13. The method of claim 12, further including the step of:

polishing a back surface of the microlens array substrate at an angle to reduce reflections, wherein the back surface is the surface opposite the microlens surface.

14. The method of claim 13, further including the step of:

applying an anti-reflection (AR) coating to the back surface of the microlens array substrate to further reduce reflections.

15. A method for fabricating an optical fiber collimator array, comprising the steps of:

providing an optical fiber array block configured to receive and retain a plurality of individual optical fibers which carry optical signals, the optical fiber array block including an angled surface;

providing a microlens array substrate including a plurality of microlenses integrated along a microlens surface, the microlens array substrate including a sloped surface opposite the microlens surface that is coupled to the angled surface such that the optical signals from the individual optical fibers are each collimated by a different one of the integrated microlenses; and

providing an index-matched angled spacer including a slanted surface and a back surface opposite the slanted surface, wherein the back surface is coupled to the microlens surface and the angle of the slanted surface is different from that of the sloped surface of the microlens array substrate and the angled surface of the optical fiber array block.

16. The method of claim 15, wherein the integrated microlenses are graded-index (GRIN) lenses.

17. The method of claim 15, wherein the integrated microlenses are aspheric lenses.

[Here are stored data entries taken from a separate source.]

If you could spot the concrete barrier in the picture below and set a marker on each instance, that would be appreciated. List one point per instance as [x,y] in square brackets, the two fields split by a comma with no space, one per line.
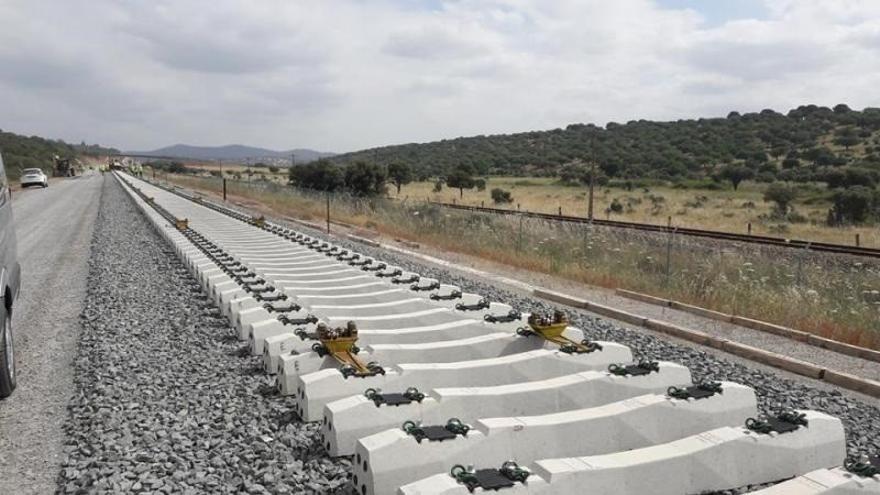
[852,382]
[773,359]
[638,296]
[346,420]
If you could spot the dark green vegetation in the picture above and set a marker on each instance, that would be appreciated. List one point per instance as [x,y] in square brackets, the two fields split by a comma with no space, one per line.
[838,146]
[20,152]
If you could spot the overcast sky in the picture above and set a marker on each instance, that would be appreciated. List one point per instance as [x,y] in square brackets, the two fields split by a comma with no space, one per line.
[341,75]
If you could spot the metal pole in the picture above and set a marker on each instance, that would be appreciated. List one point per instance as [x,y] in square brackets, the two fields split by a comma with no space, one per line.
[669,255]
[592,177]
[519,240]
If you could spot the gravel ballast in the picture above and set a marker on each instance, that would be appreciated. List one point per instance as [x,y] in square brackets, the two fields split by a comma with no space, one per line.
[162,401]
[861,418]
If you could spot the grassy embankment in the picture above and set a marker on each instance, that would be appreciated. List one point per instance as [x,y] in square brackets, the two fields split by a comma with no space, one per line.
[838,299]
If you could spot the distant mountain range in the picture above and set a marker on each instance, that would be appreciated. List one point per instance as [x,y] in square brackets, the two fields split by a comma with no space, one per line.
[236,153]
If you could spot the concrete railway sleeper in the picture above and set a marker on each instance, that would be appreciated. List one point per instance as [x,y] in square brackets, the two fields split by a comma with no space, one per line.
[856,477]
[346,420]
[491,398]
[714,460]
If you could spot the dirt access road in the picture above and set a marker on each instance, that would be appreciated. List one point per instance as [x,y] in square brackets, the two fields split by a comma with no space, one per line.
[54,228]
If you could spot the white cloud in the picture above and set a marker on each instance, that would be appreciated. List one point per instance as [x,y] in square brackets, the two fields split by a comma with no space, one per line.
[350,74]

18. The method of claim 15, wherein the sloped surface of the microlens array substrate is coupled to the angled surface of the optical fiber array block by an index-matched optical adhesive.

19. The method of claim 15, wherein the microlens surface includes an anti-reflection (AR) coating.

20. The method of claim 15, wherein the pitch of the integrated microlenses is about 250 microns.

21. The method of claim 15, wherein the sloped surface of the microlens array substrate and the angled surface of the optical fiber array block are both at about eight degrees from perpendicular to the optical axes of the individual optical fibers.

22. The method of claim 15, wherein the sloped surface of the microlens array substrate and the angled surface of the optical fiber array block are both at about eight degrees from perpendicular to the optical axes of the individual optical fibers and the slanted surface of the index-matched angled spacer is less than one degree from perpendicular to the optical axes the microlenses.

23. The method of claim 15, wherein the slanted surface of the index-matched angled spacer includes an anti-reflection (AR) coating.

24. The method of claim 15, wherein the sloped surface of the microlens array substrate and the angled surface of the optical fiber array block are at different angles with respect to the optical axes of the individual optical fibers.